= Constantin Stavropoulos =

Political figure

Constantin Stavropoulos (August 15, 1905 – November 6, 1984) was the former Undersecretary General of the United Nations Office of Legal Affairs of the United Nations.

==Life ==
Stavropoulos was born in Athens, Greece in 1905. Going to university at the University of Athens and the London School of Economics, Stavropoulos graduated with a law degree and started his career working in private legal practice, before taking a position as the Secretary General and Acting Governor of Epirus in 1933. By 1941, he worked for the Greek foreign ministry.

He was married to Giannina Colquhoun.

==Career ==

After World War II, Stavropoulous began his career with the United Nations, which he would go on to serve in for over 30 years. He acted as special legal adviser to Count Folke Bernadotte, the then-United Nations Mediator in Palestine, remaining in that position when Ralph Bunche took the mediator position. As a UN staff member, Stavropoulos had been extensively involved with issue of Palestine since 1947. He was a member of a five member team sent by the UN Secretariat to Palestine in 1947 to study the country as soon as the British government announced that it would be referring the Palestine problem to the United Nations. The team produced a vast amount of documentation which was to serve as background material for the United Nations Special Committee on Palestine. Later on, Stavropoulos would be recruited by Ralph Bunche, after he had been named Principal Secretary of the United Nations Palestine Commission (UNPC). Although the Commission was disbanded on 14 May 1948 when the General Assembly decided to instead appoint a mediator to try to bring peace to the country, Stavropoulos was again recruited by Bunche in order to support UN Mediator Folke Bernadotte with his task.

Stavropoulos would go on to become Principal Director in Charge of the Legal Department of the United Nations Secretariat from 1952-1954. In 1954, Stavropoulos became Under-Secretary General of the Office of Legal Affairs when the Legal Department of the UN was reorganized by the then Secretary General, Dag Hammerskjöld.

Stavropoulos served as the Special Representative of the Secretary General at the two first United Nations Conferences on the Law of the Sea (UNCLOS) in 1958 and 1960 respectively.
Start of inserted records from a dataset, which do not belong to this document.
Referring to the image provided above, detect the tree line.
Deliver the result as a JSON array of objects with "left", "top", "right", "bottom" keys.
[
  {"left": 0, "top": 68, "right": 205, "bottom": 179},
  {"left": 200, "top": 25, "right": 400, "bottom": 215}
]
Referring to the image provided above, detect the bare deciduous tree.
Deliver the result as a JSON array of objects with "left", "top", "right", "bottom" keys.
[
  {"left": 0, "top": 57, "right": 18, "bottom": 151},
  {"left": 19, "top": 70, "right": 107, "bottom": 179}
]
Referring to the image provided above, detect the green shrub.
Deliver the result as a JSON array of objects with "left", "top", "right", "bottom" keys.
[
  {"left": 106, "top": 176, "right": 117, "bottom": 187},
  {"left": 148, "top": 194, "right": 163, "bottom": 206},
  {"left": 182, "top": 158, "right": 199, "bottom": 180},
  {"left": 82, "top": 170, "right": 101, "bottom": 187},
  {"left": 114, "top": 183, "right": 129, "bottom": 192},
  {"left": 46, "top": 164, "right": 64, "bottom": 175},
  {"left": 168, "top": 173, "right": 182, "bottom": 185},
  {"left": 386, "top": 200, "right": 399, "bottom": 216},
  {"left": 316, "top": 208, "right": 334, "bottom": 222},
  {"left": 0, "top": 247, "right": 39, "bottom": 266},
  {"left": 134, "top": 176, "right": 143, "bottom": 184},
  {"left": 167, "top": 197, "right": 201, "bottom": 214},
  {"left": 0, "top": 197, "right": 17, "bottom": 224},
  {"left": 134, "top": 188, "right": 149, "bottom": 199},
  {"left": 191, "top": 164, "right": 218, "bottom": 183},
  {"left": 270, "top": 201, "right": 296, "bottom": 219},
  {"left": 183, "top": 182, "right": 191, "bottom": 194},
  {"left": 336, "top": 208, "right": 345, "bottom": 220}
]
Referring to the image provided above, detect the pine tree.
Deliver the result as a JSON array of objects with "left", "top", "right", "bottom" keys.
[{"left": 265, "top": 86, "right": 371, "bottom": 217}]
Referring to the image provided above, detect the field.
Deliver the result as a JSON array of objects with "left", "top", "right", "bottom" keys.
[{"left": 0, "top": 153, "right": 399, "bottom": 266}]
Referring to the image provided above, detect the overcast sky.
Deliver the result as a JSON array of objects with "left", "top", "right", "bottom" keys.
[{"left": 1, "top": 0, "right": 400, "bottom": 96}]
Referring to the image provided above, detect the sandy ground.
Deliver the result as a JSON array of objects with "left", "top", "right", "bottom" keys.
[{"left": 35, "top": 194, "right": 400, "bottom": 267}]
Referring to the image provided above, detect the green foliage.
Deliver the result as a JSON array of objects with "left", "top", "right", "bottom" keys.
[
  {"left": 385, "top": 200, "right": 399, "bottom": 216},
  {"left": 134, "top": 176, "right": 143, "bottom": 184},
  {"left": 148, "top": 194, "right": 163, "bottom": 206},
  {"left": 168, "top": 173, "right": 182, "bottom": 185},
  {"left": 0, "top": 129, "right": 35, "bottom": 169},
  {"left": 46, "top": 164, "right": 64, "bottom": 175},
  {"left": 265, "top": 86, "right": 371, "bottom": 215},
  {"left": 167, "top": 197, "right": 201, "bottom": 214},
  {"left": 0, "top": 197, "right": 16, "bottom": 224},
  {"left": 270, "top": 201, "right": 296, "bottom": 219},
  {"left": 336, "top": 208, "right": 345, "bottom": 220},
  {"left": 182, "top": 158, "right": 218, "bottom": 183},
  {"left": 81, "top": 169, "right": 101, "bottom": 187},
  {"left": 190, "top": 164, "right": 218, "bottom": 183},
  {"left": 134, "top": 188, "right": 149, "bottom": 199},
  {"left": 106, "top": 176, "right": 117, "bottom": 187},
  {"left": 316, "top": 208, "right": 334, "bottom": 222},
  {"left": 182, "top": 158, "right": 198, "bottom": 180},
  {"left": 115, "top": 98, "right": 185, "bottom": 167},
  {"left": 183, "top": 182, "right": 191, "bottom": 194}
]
UNCLOS I resulted in four treaties being concluded in 1958: Convention on the Territorial Sea and Contiguous Zone, entry into force: 10 September 1964 Convention on the Continental Shelf, entry into force: 10 June 1964 Convention on the High Seas, entry into force: 30 September 1962 Convention on Fishing and Conservation of Living Resources of the High Seas, entry into force: 20 March 1966.

One year after the UN General Assembly decided, in 1966, to adopt a resolution terminating South Africa's mandate over Namibia, the General Assembly decided to set up a UN Council for Namibia and appoint a High Commissioner for Namibia. On the proposal of the Secretary-General, the United Nations General Assembly appointed Constantin Stavropoulos, Legal Counsel of the United Nations as Acting United Nations High Commissioner for South West Africa at a plenary meeting on 13 June 1967. During his term, he achieved the issuance of travel documents for Namibians, which allowed them to travel to countries recognising those documents.

Stavropoulos authored the journal article "The Practice of Voluntary Abstentions by Permanent Members of the Security Council under Article 27, Paragraph 3, of the Charter of the United Nations" in 1967 which was published in the American Journal of International Law.

==Death==

Stavropoulos died in 1984 in Athens, Greece, at the age of 79, as a result of a heart attack after a long illness.